Vitrine du disque :Clapton à la rencontre de celui qui rencontra le diable
C'est ce qu'il y a de bien avec l'âge. Vient un temps où on y va franco, rayon vieilles marottes. On se dit: avant de promener sa prostate en laisse, autant se faire vraiment, complètement et absolument plaisir. Dont acte. Un an avant de passer sexagénaire, Clapton se paie donc un plein disque de reprises de Robert Johnson. Johnson le bluesman des bluesmans, celui qui passa le fameux pacte avec le diable pour avoir les doigts plus lestes, celui que l'ado de Surrey voyait déjà dans son potage entre deux lectures des bédés de Punch And Judy, même s'il vivait dans l'Angleterre de l'après-guerre et non dans quelque bled du delta mississippien. Depuis le temps qu'il en rêvait, le cher Slowhand n'avait jamais osé un tel hommage auparavant: c'était presque sacrilège, et ses versions de Ramblin' On My Mind (sur le premier album des Bluesbreakers de Mayall) ou de Crossroads (avec Cream) apparaissaient comme autant de péchés qu'il n'avait pu s'empêcher de commettre.
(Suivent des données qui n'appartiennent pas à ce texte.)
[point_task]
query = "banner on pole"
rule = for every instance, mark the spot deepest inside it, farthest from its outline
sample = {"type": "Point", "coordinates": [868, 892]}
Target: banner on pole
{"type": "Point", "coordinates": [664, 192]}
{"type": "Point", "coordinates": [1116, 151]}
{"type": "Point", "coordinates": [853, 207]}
Imaginez en cela le sérieux quasi religieux avec lequel Clapton aborde les 14 épîtres choisies parmi les 39 du canon johnsonien: faut-il le redire, Robert Johnson ne laissa à la postérité que ces 39 titres de légende, gravés lors de deux sessions d'enregistrement en 1936-37. Clapton n'est pas là pour faire le mariole: pas de bruitages électroniques, pas de duos avec des rappeurs. Il n'est pas Jane Birkin non plus: pas de relectures arabisante, tzigane ou orientale. On est dans l'orthodoxie. Clapton ne joue pas au po' boy non plus: pas question de recréer le son acoustique primitif de Johnson, pas plus que de se limiter à des moutures guitare-voix. On lui en sait gré, Clapton demeure lui-même, homme de guitare électrique, plus Chicago que delta blues, et c'est avec son habituel groupe d'accompagnateurs qu'il redonne les Me And The Devil Blues, Traveling Riverside Blues, Love In Vain et autres Hellhound On My Trail (mais pas Crossroads ni Ramblin', saine décision: «been there, done that»). Les arrangements ne sont pas trop propres, le jeu des musiciens pas trop resserré: l'esprit brut du blues est respecté, même par ce total pro qu'est le batteur Steve Gadd. Billy Preston, à l'orgue, est quant à lui un vrai pourvoyeur d'âme: son solo dans Little Queen Of Spades réchauffe les vieux os. Seul véritable invité, Jerry Portnoy, harmoniciste de feu Muddy Waters, fournit la note authentique voulue, sans gâtisme.Franchement, il n'y a rien à redire, à l'exception du dessin de pochette: le portrait de Clapton par le célèbre Peter Blake (à qui on doit le design de Sgt. Pepper's) ne vaut pas une bonne photo noir et blanc. Il y en a à l'intérieur. De Clapton, c'est presque un sans-faute: on n'en attendait pas moins d'un fils spirituel.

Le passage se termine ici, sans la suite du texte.